Assuming that I did get Defender with this computer, is it likely a trial or is it now standard fare for Windows 10? If it is mine to keep, with no recurring charges, then I might as well notify McAfee right now that I want to end my subscription, because otherwise, they will surely auto-ding my credit card this November.

I just moved into a new apartment a few days ago that has Fios for all the tenants. Do they have something to offer that I might be interested in?


----------



## jimmie57 (Jun 26, 2010)

AntAltMike said:


> Assuming that I did get Defender with this computer, is it likely a trial or is it now standard fare for Windows 10? If it is mine to keep, with no recurring charges, then I might as well notify McAfee right now that I want to end my subscription, because otherwise, they will surely auto-ding my credit card this November.
> 
> I just moved into a new apartment a few days ago that has Fios for all the tenants. Do they have something to offer that I might be interested in?


Defender is FREE. It works but it is slow to me.
I use Comcast Cable and they offer Norton Internet Security FREE with the service.
It works very well for me.

Call Fios provider or search their website for Support and see if a FREE virus protection is offered by them.

Search the web for how to permanently remove McAfee. I read that it is not a simple remove.


----------



## billsharpe (Jan 25, 2007)

I have been using Windows Defender for several years with no apparent slowdown in my computers. It's free and updated regularly. Frontier FiOS charges a monthly fee for antivirus. Spectrum does not.


----------



## Rich (Feb 22, 2007)

billsharpe said:


> I have been using Windows Defender for several years with no apparent slowdown in my computers. It's free and updated regularly. Frontier FiOS charges a monthly fee for antivirus. Spectrum does not.

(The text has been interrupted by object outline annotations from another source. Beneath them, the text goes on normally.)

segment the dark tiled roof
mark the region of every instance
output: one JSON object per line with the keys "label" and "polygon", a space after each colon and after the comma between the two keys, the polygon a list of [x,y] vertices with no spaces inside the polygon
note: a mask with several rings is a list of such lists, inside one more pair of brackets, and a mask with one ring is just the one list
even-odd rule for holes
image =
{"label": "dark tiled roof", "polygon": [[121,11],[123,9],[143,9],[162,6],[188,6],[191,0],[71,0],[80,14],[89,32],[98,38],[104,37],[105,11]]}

Altice/Optimum gives us McAfee at no extra cost. Seem to work well.

Rich


----------



## AntAltMike (Nov 21, 2004)

My Defender doesn't seem to be doing much defending. I just got a pop-up in the middle of my screen saying that my Windows was damaged and had to be repaired immediately. Before I even finished reading it, another popup opened on top of it saying that Microsoft had "determined" that my installation was defective.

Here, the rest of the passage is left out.